101 products from 81 certified vendors. 33 completely separate, independent, certified, hosted environments, and every other different entry on the CNCF listing. With no less than 12 different ways to install it for yourself, on resources that you own one way or another. I think we're past Landmark status already, OpenStack never did all this.
As a developer, I feel I am ready to go with this approach.
It's my ops teams that can't cope with that degree of choice – they're apprehensive to choose, knowing that with 90+ options and almost all of them acceptable to me and my team, there's non-zero risk that we're going to choose the wrong one! We'll have to switch. And who knows why? We'll find out, if we settle on one.
The operational expense for us to set up Kubernetes is already great enough. The prospect of ultimately learning that maybe we picked the wrong one, then needing to switch to another one, for them, seems too large, I think.
Why not wait for the market to die down a little bit, or for that list to get just a little bit shorter first? Seems like I'll be waiting forever. If I narrow it down to only options that have been certified since K8S v1.9, maybe the choices will look a little bit more constrained.
I really want to convince them.
Just choose the cloud vendor you already trust the most or boot up a cluster on your own. It's just a set of systemd services. The level of fear regarding K8S offerings among developers is staggering and I _cannot_ figure out where it comes from. What would you "get wrong" that can't be easily changed?

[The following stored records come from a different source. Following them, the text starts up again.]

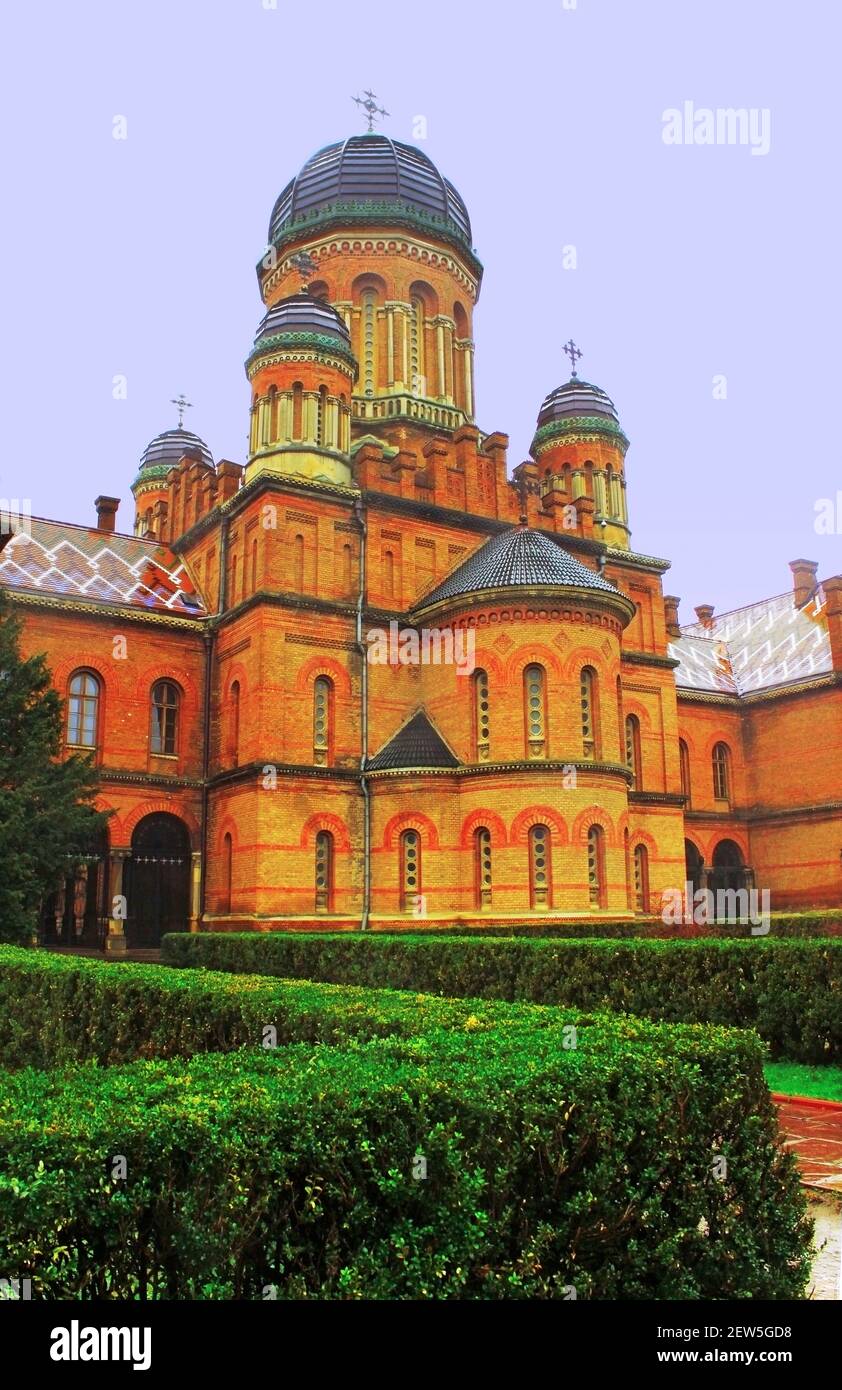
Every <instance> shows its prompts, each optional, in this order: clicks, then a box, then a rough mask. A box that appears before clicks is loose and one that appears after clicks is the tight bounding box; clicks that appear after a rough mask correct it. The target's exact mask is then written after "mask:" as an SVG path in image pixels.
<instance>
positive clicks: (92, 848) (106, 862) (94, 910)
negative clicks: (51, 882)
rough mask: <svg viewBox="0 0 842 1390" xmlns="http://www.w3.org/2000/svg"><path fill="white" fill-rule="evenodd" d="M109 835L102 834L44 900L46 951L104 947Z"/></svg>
mask: <svg viewBox="0 0 842 1390" xmlns="http://www.w3.org/2000/svg"><path fill="white" fill-rule="evenodd" d="M107 892H108V834H107V831H106V830H101V831H100V833H99V835H94V837H93V840H92V841H90V842H89V845H88V847H86V849H85V851H83V852H82V853H79V856H78V858H74V859H71V858H68V869H67V874H64V877H63V878H61V881H60V884H58V885H57V888H56V890H54V891H53V892H51V894H50V895H49V897H47V898H46V899H44V902H43V906H42V915H40V933H42V935H40V938H42V941H43V944H44V945H46V947H101V944H103V938H104V934H106V922H107V916H108V906H107Z"/></svg>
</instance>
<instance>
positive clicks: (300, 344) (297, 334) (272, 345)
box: [246, 331, 357, 371]
mask: <svg viewBox="0 0 842 1390" xmlns="http://www.w3.org/2000/svg"><path fill="white" fill-rule="evenodd" d="M283 347H290V349H295V347H311V349H314V350H315V352H317V353H324V354H329V356H332V357H342V359H343V361H347V363H349V366H352V367H353V368H354V371H357V359H356V357H354V354H353V352H352V350H350V347H349V346H346V343H345V342H343V341H342V338H339V336H336V338H335V336H333V335H332V334H310V332H292V331H285V332H281V334H272V336H271V338H258V339H257V342H256V343H254V347H253V349H251V352H250V353H249V356H247V357H246V367H249V366H250V363H253V361H256V360H257V357H264V356H265V354H267V353H271V352H278V350H279V349H283Z"/></svg>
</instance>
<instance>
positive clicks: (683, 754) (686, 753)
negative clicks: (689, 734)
mask: <svg viewBox="0 0 842 1390" xmlns="http://www.w3.org/2000/svg"><path fill="white" fill-rule="evenodd" d="M678 763H679V767H681V795H682V796H684V798H685V799H686V805H688V806H689V803H691V751H689V748H688V746H686V744H685V741H684V738H679V739H678Z"/></svg>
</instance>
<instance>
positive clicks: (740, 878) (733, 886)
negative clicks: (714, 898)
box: [709, 840, 746, 892]
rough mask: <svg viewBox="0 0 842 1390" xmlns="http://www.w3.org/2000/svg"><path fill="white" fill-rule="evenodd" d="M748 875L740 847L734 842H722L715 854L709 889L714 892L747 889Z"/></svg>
mask: <svg viewBox="0 0 842 1390" xmlns="http://www.w3.org/2000/svg"><path fill="white" fill-rule="evenodd" d="M745 885H746V874H745V865H743V862H742V853H741V849H739V845H738V844H735V841H734V840H720V842H718V845H717V847H716V849H714V852H713V872H711V874H710V884H709V887H710V888H713V891H714V892H718V891H720V890H721V888H723V890H734V888H745Z"/></svg>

There aren't that many deep engineering pits to get yourself into that would take ages to get out of...
In particular, there are a number of options for the networking layer and the one you choose, and the way you configure it, can have significant performance implications.
There are 20+ choices for a cluster networking implementation here: https://kubernetes.io/docs/concepts/cluster-administration/n...

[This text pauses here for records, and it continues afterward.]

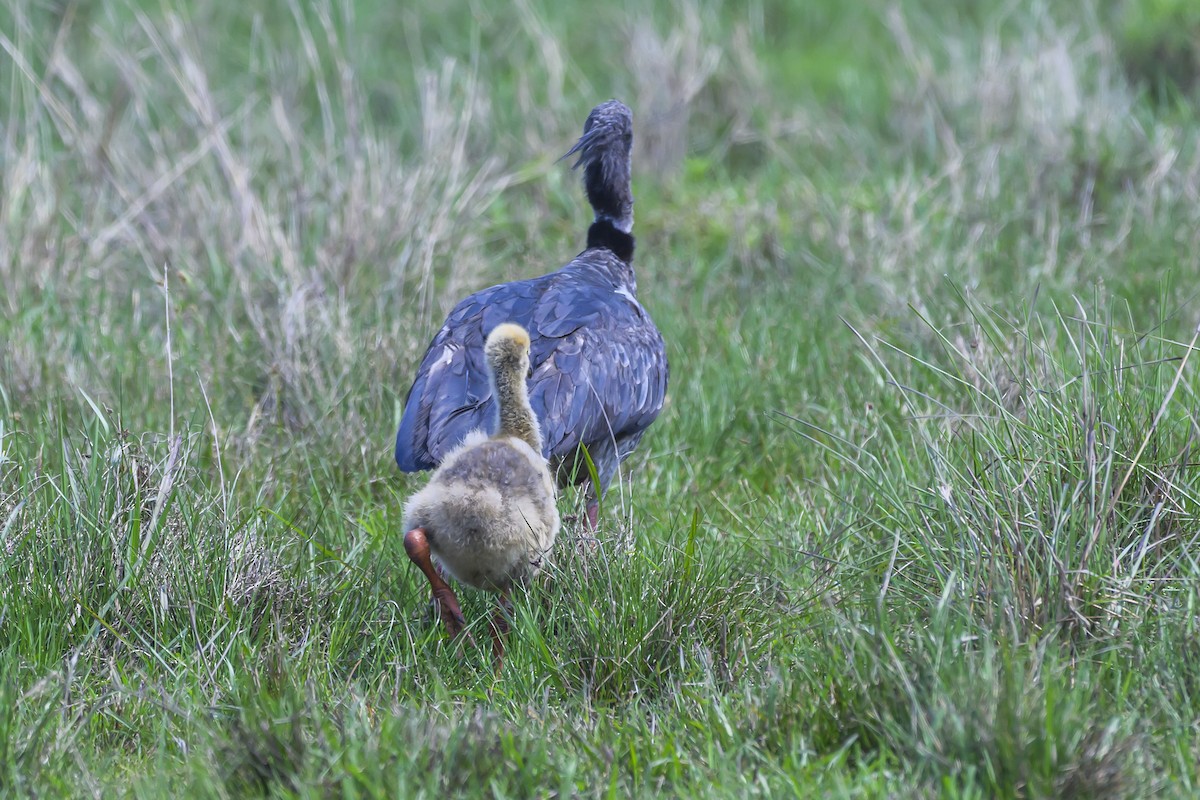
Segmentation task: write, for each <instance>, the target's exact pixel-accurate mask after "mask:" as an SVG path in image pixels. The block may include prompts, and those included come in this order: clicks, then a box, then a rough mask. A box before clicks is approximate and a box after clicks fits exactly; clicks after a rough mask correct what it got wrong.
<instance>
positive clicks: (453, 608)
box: [404, 528, 467, 638]
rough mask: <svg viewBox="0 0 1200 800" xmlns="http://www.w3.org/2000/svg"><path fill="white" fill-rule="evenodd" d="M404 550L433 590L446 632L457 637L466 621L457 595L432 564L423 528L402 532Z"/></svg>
mask: <svg viewBox="0 0 1200 800" xmlns="http://www.w3.org/2000/svg"><path fill="white" fill-rule="evenodd" d="M404 552H406V553H408V559H409V560H410V561H412V563H413V564H415V565H416V566H418V567H420V570H421V572H424V573H425V577H426V578H427V579H428V582H430V589H431V590H432V591H433V601H434V603H436V604H437V607H438V614H439V616H442V621H443V622H444V624H445V626H446V633H449V634H450V638H455V637H457V636H458V634H460V633H461V632H462V630H463V628H464V627H466V626H467V621H466V620H464V619H463V618H462V608H461V607H460V606H458V597H457V596H456V595H455V594H454V589H451V588H450V584H448V583H446V582H445V579H443V577H442V576H440V575H438V571H437V569H434V566H433V558H432V557H431V555H430V542H428V540H427V539H426V537H425V529H424V528H414V529H413V530H410V531H408V533H407V534H404Z"/></svg>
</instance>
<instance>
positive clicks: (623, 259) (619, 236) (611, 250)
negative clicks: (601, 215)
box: [588, 219, 634, 264]
mask: <svg viewBox="0 0 1200 800" xmlns="http://www.w3.org/2000/svg"><path fill="white" fill-rule="evenodd" d="M593 247H604V248H606V249H611V251H612V254H613V255H616V257H617V258H619V259H620V260H623V261H625V263H626V264H632V263H634V234H626V233H625V231H623V230H617V228H616V227H614V225H613V224H612V222H610V221H608V219H596V221H595V222H593V223H592V227H590V228H588V249H592V248H593Z"/></svg>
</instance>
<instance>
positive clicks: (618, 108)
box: [563, 100, 634, 233]
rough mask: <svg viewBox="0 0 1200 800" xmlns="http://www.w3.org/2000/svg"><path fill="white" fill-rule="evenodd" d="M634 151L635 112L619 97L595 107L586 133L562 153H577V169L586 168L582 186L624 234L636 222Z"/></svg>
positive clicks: (585, 169) (584, 132) (602, 209)
mask: <svg viewBox="0 0 1200 800" xmlns="http://www.w3.org/2000/svg"><path fill="white" fill-rule="evenodd" d="M632 154H634V113H632V112H631V110H629V107H628V106H625V104H624V103H623V102H620V101H619V100H610V101H607V102H604V103H600V104H599V106H596V107H595V108H593V109H592V113H590V114H588V119H587V121H586V122H584V124H583V136H581V137H580V140H578V142H576V143H575V146H574V148H571V149H570V150H568V151H566V155H565V156H563V158H569V157H571V156H575V155H578V157H580V158H578V161H576V162H575V166H574V168H575V169H578V168H580V167H583V186H584V188H586V190H587V193H588V200H589V201H590V203H592V207H593V209H595V212H596V216H598V217H606V218H608V219H611V221H612V222H613V224H614V225H617V228H618V230H623V231H624V233H629V231H630V230H631V228H632V224H634V196H632V191H631V188H630V178H631V174H632Z"/></svg>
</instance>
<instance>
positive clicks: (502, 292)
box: [396, 278, 542, 473]
mask: <svg viewBox="0 0 1200 800" xmlns="http://www.w3.org/2000/svg"><path fill="white" fill-rule="evenodd" d="M541 282H542V279H540V278H534V279H530V281H520V282H516V283H504V284H500V285H496V287H492V288H490V289H484V290H481V291H476V293H475V294H473V295H470V296H469V297H467V299H466V300H463V301H462V302H460V303H458V305H457V306H455V308H454V311H451V312H450V314H449V315H448V317H446V321H445V324H443V325H442V329H440V330H439V331H438V332H437V335H436V336H434V337H433V341H432V342H431V343H430V348H428V350H426V353H425V357H424V359H422V360H421V366H420V367H418V369H416V377H415V378H414V379H413V386H412V389H409V390H408V398H407V399H406V402H404V414H403V416H402V417H401V420H400V431H397V433H396V463H397V464H398V465H400V468H401V469H402V470H404V471H406V473H413V471H418V470H422V469H433V468H434V467H437V465H438V464H439V463H440V462H442V458H443V457H445V455H446V453H448V452H449V451H450V450H452V449H454V447H455V446H456V445H457V444H458V443H460V441H462V439H463V438H464V437H466V435H467V434H468V433H469V432H470V431H474V429H475V428H480V427H485V426H486V425H487V423H488V422H490V421H491V420H492V417H493V416H494V411H493V410H492V407H493V403H492V401H491V398H492V389H491V385H490V384H488V380H487V367H486V362H485V361H484V341H485V338H486V336H487V333H488V332H490V331H491V330H492V329H493V327H496V326H497V325H499V324H500V323H506V321H516V323H522V319H528V318H529V317H530V315H532V313H533V307H534V305H535V303H536V300H538V296H539V295H540V294H541V288H540V287H539V283H541ZM530 333H532V331H530Z"/></svg>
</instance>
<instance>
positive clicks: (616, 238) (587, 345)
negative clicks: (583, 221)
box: [396, 101, 668, 492]
mask: <svg viewBox="0 0 1200 800" xmlns="http://www.w3.org/2000/svg"><path fill="white" fill-rule="evenodd" d="M631 146H632V116H631V114H630V112H629V109H628V108H625V107H624V106H623V104H622V103H619V102H617V101H608V102H607V103H601V104H600V106H598V107H596V108H594V109H593V110H592V114H590V115H589V116H588V121H587V124H586V126H584V133H583V136H582V137H581V139H580V142H578V143H577V144H576V146H575V148H574V149H572V150H571V152H570V154H568V155H574V154H578V155H580V162H578V163H577V164H576V167H580V166H582V167H583V168H584V187H586V190H587V196H588V199H589V201H590V203H592V206H593V210H594V211H595V221H594V223H593V224H592V227H590V228H589V230H588V247H587V249H584V251H583V252H582V253H580V254H578V255H577V257H576V258H575V259H574V260H571V261H570V263H569V264H568V265H566V266H564V267H562V269H560V270H558V271H556V272H551V273H550V275H544V276H541V277H536V278H530V279H527V281H518V282H515V283H505V284H500V285H496V287H491V288H490V289H484V290H482V291H479V293H476V294H474V295H472V296H469V297H467V299H466V300H463V301H462V302H460V303H458V305H457V306H456V307H455V308H454V311H451V312H450V315H449V317H448V318H446V321H445V324H444V325H443V326H442V329H440V330H439V331H438V333H437V335H436V336H434V337H433V341H432V342H431V344H430V348H428V350H427V351H426V354H425V357H424V359H422V361H421V365H420V367H419V368H418V372H416V378H415V379H414V381H413V385H412V389H410V390H409V393H408V398H407V401H406V404H404V414H403V416H402V417H401V423H400V431H398V432H397V435H396V463H397V464H398V465H400V468H401V469H403V470H406V471H416V470H422V469H431V468H434V467H437V464H439V463H440V462H442V459H444V458H445V457H446V455H448V453H449V452H450V451H452V450H454V447H455V446H456V445H457V444H458V443H460V441H461V440H462V439H463V437H466V435H467V433H469V432H470V431H472V429H475V428H480V427H487V426H488V425H490V423H491V421H492V420H493V419H494V414H496V411H494V405H493V401H492V396H491V387H490V385H488V380H487V373H486V371H485V365H484V356H482V345H484V341H485V338H486V336H487V333H488V332H491V330H492V329H493V327H496V326H497V325H499V324H500V323H504V321H514V323H517V324H520V325H522V326H523V327H526V329H527V330H528V331H529V336H530V365H532V375H530V379H529V402H530V405H532V407H533V410H534V413H535V414H536V416H538V419H539V422H540V425H541V433H542V451H544V452H542V455H544V456H545V457H546V458H547V459H551V461H552V462H553V463H554V464H556V465H562V464H563V463H566V464H568V465H570V464H571V463H572V462H574V461H575V457H576V453H577V452H578V447H580V445H581V444H583V445H586V446H587V449H588V452H589V455H590V456H592V458H593V461H594V462H595V464H596V468H598V471H599V476H600V487H599V488H600V491H601V492H602V491H604V489H605V488H606V487H607V486H608V482H610V481H611V480H612V476H613V474H614V473H616V469H617V465H618V464H619V462H620V459H623V458H624V457H625V456H628V455H629V453H630V452H631V451H632V449H634V447H636V446H637V443H638V441H640V440H641V438H642V434H643V433H644V432H646V428H647V427H648V426H649V425H650V423H652V422H653V421H654V420H655V419H656V417H658V415H659V411H661V409H662V403H664V401H665V398H666V387H667V378H668V369H667V359H666V347H665V344H664V341H662V336H661V333H659V330H658V329H656V327H655V326H654V323H653V321H652V320H650V317H649V314H647V312H646V309H644V308H643V307H642V306H641V303H640V302H638V301H637V297H636V295H637V282H636V277H635V275H634V269H632V255H634V236H632V234H631V228H632V203H634V200H632V194H631V191H630V174H629V170H630V152H631ZM570 471H571V470H570V469H568V470H564V471H562V473H560V475H563V474H568V473H570Z"/></svg>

Setting up kubernetes is a breeze if everything goes well, but the moment there’s even one error I just have no idea how to resolve it.
You also have to be extremely careful with your affinity / anti affinity rules. The interactions get realy complicated really fast.
I didn’t really consider that, but that’s another thing.
Before you can use it effectively, you more or less have to learn to speak it’s language. Gradual rampup isn’t really a thing.
Almost everyone already knows the Control Plane. That's where your Kube API is served from, and it potentially includes the etcd service maintaining the cluster state. The language has changed here, but this is still the most familiar example for anyone who has run a Kube cluster at any scale.
This taint on a node, means that only pods which tolerate the taint may occupy a node. This is how you get so-called "dedicated masters" also known as your Control Plane. You can remove the dedicated taint in a single-node cluster to get a "minikube-like" experience without necessarily fanning out, but at least keeping the option there. I think it's better to start with only a single node, that's how I've learned much of my experience at least. All of the reliability calculations are much easier when you don't need to divide by anything.
Practically nobody but cloud vendors really need to care about masters or Control Plane anymore, since so many cloud vendors have a cost-saving solution called "Managed Kubernetes" where you just consume the Kubernetes API and pay for your own application workloads, receiving the masters with High-Availability at low (or no) cost.
But that's the most basic way to explain or set up anti-affinities that I can think of. You can set up taints and tolerations for anything, say you have your own dedicated "Routing Mesh" or nodes that are used as load balancers, there'll most certainly be a taint you may use for that, or feel free to invent and supply your own. (Another thing we don't need to do, since cloud vendors provide LB services. At some layer you'll still find a place for this concept if you think about the architecture of your system or product, I suspect. But all of my boilerplate examples are stale.)
I think affinities are usually handled in other ways, like StatefulSet, but I am not really sure how to explain pod affinities. I'm still avoiding most stateful workloads, so from me the biggest advice is to be sure that you are setting up resource quotas (limits / requests) and that you have a system in place for refining those definitions. If you make sure you do that, then out-of-the-box Kubernetes will be taking care of a lot of the rest for you. Pods will have an affinity for nodes that have more resources available for them, so long as you remember to give the controller an estimate and maybe also hard cap of the resource usage for each pod deployed.
This was the major advantage of early Kubernetes when it first started putting CoreOS's Fleetd out of business. Resource-aware scheduling. You can be explicit about node affinity with NodeSelectors, like "the database server should run on the only node in the node pool which provisions its nodes with 24 cores." But if your next-largest machine has only 8 cores, it might have been enough to just say in a resource request, "the database pod itself requires at least 12 cores." The effect is not quite exactly but almost/basically the same. You might also prefer to use a taint/toleration/node selector combo to be sure that no other workloads wind up on that node which might cause performance cross-talk with the database.